Learn how to take better screenshots in Windows
Using just keyboard shortcuts in Windows, you can capture the entire screen contents, the active window, a rectangular region, or a freeform region.
I don’t have to tell you why knowing how to take screenshots is important. The motives can range from “Here’s the problem, please fix it.” to “This is what showed up on my screen. Please help!”.
Most people know about the PrintScreen key, usually labeled as PrtScr, but do you know there are multiple ways to take screenshots in Windows?
Why would you care? Isn’t one method enough?
Well, most of the time I don’t think you want to send someone the entire contents of your screen.

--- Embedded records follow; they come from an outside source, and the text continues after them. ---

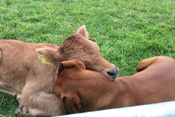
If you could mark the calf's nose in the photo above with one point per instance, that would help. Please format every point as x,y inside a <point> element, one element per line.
<point>113,73</point>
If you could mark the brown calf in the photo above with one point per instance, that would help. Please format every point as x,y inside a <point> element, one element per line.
<point>22,73</point>
<point>80,88</point>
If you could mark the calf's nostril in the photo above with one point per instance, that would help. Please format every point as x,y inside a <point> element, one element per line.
<point>113,73</point>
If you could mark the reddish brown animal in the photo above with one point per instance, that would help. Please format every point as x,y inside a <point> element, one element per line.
<point>22,73</point>
<point>80,88</point>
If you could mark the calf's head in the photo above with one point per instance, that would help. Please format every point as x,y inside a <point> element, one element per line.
<point>75,87</point>
<point>78,46</point>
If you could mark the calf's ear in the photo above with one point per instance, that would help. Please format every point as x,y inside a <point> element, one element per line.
<point>48,55</point>
<point>71,102</point>
<point>82,31</point>
<point>71,64</point>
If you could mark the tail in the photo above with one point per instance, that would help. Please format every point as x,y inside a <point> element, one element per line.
<point>146,63</point>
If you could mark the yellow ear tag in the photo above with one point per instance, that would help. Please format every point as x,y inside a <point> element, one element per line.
<point>41,57</point>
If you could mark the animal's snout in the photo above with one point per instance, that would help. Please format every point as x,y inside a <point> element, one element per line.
<point>113,73</point>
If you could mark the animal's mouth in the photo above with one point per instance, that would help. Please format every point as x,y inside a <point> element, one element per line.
<point>113,74</point>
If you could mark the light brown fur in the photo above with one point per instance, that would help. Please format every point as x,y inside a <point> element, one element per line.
<point>80,88</point>
<point>22,73</point>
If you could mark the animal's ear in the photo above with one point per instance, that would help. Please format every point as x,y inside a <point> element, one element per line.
<point>77,64</point>
<point>82,31</point>
<point>71,102</point>
<point>48,55</point>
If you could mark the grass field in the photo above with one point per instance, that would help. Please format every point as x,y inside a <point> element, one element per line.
<point>126,31</point>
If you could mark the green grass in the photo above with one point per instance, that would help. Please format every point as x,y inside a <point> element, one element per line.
<point>126,31</point>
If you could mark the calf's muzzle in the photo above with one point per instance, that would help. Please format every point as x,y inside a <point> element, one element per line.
<point>113,73</point>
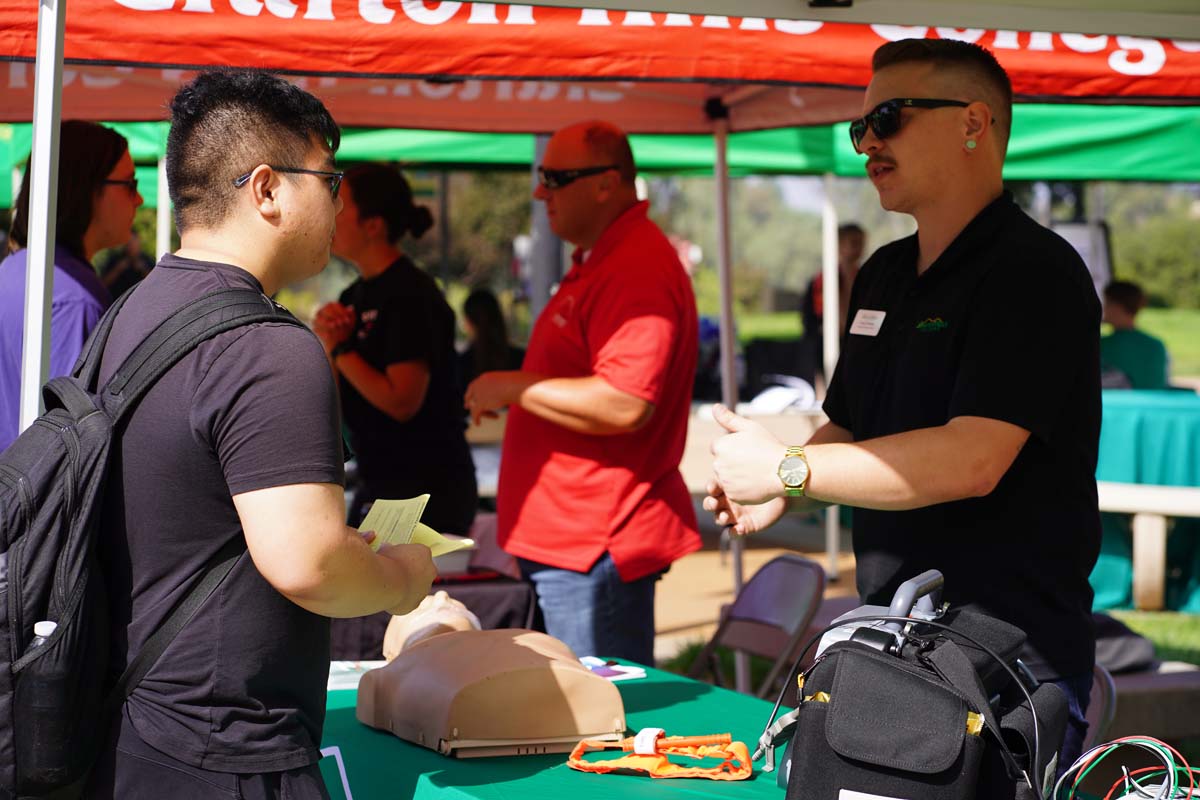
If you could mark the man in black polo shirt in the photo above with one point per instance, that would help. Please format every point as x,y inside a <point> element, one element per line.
<point>965,410</point>
<point>239,440</point>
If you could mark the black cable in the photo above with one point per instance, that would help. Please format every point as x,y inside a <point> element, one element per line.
<point>1032,775</point>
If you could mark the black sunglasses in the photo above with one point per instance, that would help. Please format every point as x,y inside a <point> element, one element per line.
<point>885,118</point>
<point>561,178</point>
<point>129,182</point>
<point>335,179</point>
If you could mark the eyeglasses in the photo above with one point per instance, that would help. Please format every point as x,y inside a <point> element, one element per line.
<point>335,179</point>
<point>561,178</point>
<point>885,118</point>
<point>130,184</point>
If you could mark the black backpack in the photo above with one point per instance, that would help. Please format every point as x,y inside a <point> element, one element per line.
<point>57,698</point>
<point>936,709</point>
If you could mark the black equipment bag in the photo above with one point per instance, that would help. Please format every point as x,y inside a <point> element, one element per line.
<point>55,696</point>
<point>936,708</point>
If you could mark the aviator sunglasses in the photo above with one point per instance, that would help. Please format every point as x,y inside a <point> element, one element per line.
<point>885,118</point>
<point>334,179</point>
<point>561,178</point>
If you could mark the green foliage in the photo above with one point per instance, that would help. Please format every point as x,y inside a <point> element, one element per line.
<point>486,211</point>
<point>1156,239</point>
<point>772,245</point>
<point>1180,331</point>
<point>1176,636</point>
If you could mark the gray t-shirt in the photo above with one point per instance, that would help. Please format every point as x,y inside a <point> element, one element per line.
<point>243,687</point>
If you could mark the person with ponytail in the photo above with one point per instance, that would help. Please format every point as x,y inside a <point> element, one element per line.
<point>390,342</point>
<point>97,196</point>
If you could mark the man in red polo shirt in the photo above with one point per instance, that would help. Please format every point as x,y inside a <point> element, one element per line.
<point>591,499</point>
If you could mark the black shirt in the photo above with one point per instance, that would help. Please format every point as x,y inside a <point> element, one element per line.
<point>243,687</point>
<point>401,316</point>
<point>1002,325</point>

What if there’s sensitive information displayed? You would have to crop the screen capture before sending.
So, why not save yourself the trouble of editing screenshots by capturing only what is needed.
The keyboard shortcuts you can use to take different types of screenshots
Let’s start with the basics, the keyboard shortcuts and what they do:
PrtScr (PrintScreen key): captures what you see on all your displays and saves the image in the clipboard memory. You need to paste the image in a document or photo editor.
Alt + PrtScr: only captures the current active (selected) app window to the clipboard. Again, you need to paste the contents somewhere after that.
Win + PrtScrt: saves the content of all monitors to a file (also flashes the screen). The contents are also copied to the clipboard, so you can paste the image later.
Win + Shift + S: Opens the free Snipping Tool utility for advanced captures (rectangular area and freehand shape).
The first three options are really simple to use. Press the correct combination and the screen capture is copied to the clipboard memory, and optionally saved to disk (the 3rd option).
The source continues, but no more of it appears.